Blackstone raises $20.5bn for largest-ever real estate fund

Blackstone Group has finished raising the largest commercial real estate fund ever, with $20.5bn of commitments despite an increasingly tough commercial property market.

The giant investment firm, which had $153.6bn in real estate assets under management at the end of the second quarter, has been the world’s leading real estate fundraiser.

Before it closed the most recent global fund, Blackstone accounted for five of the top 10 largest real estate funds ever raised, according to data firm Preqin. Its previous real estate fund, which closed in 2015, raised $15.8bn, which was the record until now.

The firm’s success in raising money partly reflects a record of double-digit returns.

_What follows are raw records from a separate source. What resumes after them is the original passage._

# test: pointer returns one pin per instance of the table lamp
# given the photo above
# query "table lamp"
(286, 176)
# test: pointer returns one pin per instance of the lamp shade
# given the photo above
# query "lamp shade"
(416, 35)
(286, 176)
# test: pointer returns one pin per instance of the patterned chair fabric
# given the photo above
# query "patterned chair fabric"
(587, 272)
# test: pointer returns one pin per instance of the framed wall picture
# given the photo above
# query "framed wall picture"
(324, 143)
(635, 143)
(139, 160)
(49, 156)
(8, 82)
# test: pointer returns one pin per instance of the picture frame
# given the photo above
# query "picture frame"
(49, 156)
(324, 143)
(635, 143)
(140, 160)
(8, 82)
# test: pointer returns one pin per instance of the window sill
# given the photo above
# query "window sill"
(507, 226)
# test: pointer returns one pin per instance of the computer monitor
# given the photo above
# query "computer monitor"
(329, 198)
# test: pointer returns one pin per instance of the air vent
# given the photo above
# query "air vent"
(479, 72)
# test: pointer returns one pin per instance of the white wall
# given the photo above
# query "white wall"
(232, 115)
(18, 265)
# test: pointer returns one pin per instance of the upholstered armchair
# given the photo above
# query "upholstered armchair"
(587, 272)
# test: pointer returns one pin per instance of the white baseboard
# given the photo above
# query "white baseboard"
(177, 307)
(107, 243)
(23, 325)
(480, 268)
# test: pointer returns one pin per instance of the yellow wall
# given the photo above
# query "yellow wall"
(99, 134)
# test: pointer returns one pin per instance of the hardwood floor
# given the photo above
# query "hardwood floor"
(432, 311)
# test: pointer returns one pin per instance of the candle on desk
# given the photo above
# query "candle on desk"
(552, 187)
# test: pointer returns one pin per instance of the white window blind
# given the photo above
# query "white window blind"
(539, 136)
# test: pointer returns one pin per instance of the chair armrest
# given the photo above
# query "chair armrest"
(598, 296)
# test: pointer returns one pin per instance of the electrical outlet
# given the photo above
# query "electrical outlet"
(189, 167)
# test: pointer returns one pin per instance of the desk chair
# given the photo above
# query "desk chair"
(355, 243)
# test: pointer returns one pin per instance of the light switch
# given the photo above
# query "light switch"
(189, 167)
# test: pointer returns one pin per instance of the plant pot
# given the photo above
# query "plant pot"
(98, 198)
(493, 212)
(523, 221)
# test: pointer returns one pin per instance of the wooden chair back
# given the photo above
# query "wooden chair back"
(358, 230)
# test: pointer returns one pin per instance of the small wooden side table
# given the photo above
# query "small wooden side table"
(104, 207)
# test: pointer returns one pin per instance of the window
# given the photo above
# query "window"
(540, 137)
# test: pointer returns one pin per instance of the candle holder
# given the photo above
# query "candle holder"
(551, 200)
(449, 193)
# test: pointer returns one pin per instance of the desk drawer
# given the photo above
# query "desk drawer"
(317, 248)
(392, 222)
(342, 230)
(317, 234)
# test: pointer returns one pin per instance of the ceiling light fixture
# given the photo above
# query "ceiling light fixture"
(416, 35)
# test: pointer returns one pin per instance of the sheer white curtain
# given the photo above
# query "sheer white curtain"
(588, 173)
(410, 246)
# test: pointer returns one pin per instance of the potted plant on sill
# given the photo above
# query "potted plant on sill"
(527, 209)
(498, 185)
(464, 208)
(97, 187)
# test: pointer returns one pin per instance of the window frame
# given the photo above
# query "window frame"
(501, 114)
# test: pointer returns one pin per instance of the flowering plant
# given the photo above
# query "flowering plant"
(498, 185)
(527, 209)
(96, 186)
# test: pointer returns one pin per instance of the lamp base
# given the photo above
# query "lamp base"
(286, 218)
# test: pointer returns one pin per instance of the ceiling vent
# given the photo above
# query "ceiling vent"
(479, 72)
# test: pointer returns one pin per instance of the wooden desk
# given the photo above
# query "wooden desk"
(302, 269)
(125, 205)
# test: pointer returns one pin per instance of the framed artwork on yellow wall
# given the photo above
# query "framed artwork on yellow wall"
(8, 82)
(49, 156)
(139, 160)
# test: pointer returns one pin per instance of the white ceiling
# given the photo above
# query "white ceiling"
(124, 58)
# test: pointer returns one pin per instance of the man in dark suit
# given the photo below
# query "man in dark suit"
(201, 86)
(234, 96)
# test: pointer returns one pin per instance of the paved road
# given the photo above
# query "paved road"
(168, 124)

Blackstone’s “opportunistic” funds — which take higher risks in pursuit of higher returns — have delivered annual average net returns of 15% over the past 27 years, according to company filings.

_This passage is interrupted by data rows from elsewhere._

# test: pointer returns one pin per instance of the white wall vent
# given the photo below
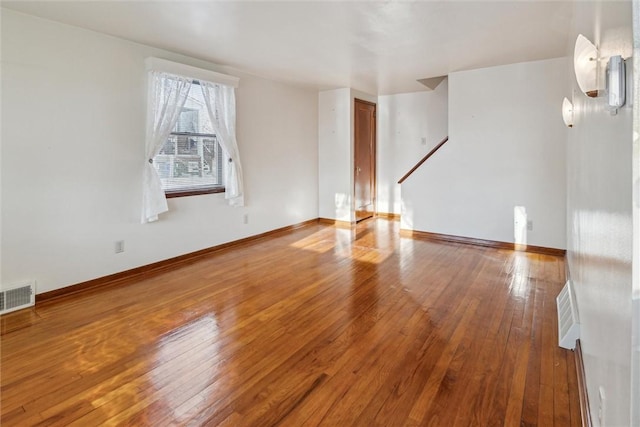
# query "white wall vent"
(17, 297)
(568, 320)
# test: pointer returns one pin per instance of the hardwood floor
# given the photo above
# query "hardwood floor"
(320, 326)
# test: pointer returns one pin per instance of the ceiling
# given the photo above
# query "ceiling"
(373, 46)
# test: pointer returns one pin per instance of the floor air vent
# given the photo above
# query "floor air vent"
(18, 297)
(568, 320)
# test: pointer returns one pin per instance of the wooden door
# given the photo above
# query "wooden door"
(364, 159)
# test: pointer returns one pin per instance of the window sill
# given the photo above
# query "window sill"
(193, 192)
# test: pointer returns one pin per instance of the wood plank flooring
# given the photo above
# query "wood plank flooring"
(319, 326)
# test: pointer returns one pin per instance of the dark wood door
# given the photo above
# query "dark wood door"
(364, 159)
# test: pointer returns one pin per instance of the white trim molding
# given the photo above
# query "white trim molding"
(163, 65)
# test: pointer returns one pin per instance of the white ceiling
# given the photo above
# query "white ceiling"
(373, 46)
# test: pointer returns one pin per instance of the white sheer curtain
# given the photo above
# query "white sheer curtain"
(167, 95)
(221, 105)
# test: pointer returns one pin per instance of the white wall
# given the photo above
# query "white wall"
(73, 112)
(404, 120)
(506, 148)
(334, 148)
(599, 216)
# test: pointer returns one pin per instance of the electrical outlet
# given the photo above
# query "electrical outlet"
(601, 406)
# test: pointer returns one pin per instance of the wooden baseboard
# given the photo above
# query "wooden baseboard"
(585, 411)
(389, 216)
(336, 223)
(481, 242)
(127, 276)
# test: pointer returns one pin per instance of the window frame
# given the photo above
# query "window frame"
(196, 190)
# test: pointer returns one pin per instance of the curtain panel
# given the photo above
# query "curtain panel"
(166, 97)
(221, 105)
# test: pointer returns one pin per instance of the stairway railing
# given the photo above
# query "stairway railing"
(424, 159)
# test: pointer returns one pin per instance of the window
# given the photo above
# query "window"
(190, 161)
(190, 142)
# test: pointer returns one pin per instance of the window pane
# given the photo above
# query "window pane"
(198, 163)
(191, 159)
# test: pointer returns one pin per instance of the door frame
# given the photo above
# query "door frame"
(372, 160)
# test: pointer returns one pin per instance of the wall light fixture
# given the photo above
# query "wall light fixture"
(567, 112)
(585, 65)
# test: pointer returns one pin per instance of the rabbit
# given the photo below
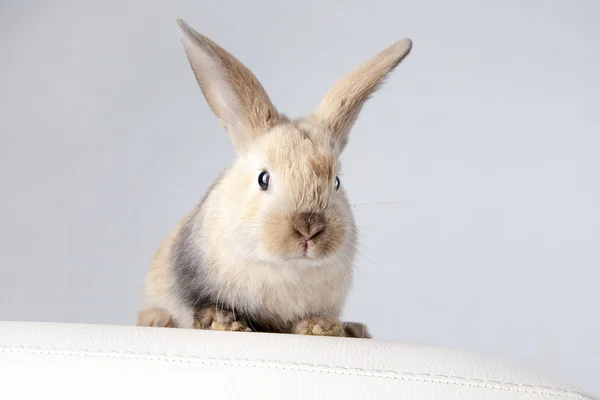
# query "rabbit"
(271, 246)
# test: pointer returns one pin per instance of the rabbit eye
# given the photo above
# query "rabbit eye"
(263, 180)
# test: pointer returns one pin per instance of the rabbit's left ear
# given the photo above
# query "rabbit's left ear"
(342, 105)
(231, 90)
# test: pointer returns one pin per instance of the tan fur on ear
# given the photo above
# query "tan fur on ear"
(342, 104)
(232, 91)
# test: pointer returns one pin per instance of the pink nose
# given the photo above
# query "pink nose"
(309, 225)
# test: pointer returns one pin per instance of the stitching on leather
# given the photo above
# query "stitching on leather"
(307, 367)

Blackstone also has been a leader in recent years because pension funds, endowments and other investors have been gravitating towards big brand names in the private equity world. Another successful fundraiser, Toronto-based Brookfield Asset Management closed a $15bn fund earlier this year.

Blackstone has pursued a strategy of buying, fixing up and selling office buildings, warehouses, stores and other property. Jonathan Gray, the former head of the business last year, was promoted to president and chief operating officer and he is widely seen as heir apparent to Blackstone chief executive Stephen Schwarzman.

But high returns have gotten tougher late in this real estate cycle, compared with the early years of the recovery when values were rising sharply. These days funds depend more on increasing the incomes of the properties they buy, which requires a good eye for location and smart strategies for boosting rents and occupancies.

Some private equity firms are stockpiling cash, partly because they are having difficulty finding properties to buy and partly because deals might be more plentiful in a downturn when owners are distressed. As of September, firms had $334.8bn of “dry powder,” compared with $243.6bn at the end of 2016, according to Preqin.

Blackstone executives have said they have had no difficulty finding deals. “Despite the challenging investment environment we deployed a record $56bn over the past 12 months,” said Gray in July during a second-quarter earnings call.

One of Blackstone’s real estate strategies has been to focus on industrial property that is seeing strong demand partly due to the growth of online shopping. Earlier this year, the firm said it would buy a network of U.S. warehouses and distribution centers from Singapore-based GLP for $18.7bn. 

That purchase is expected to close in the coming weeks. The firm’s opportunistic funds contributed $13.4bn.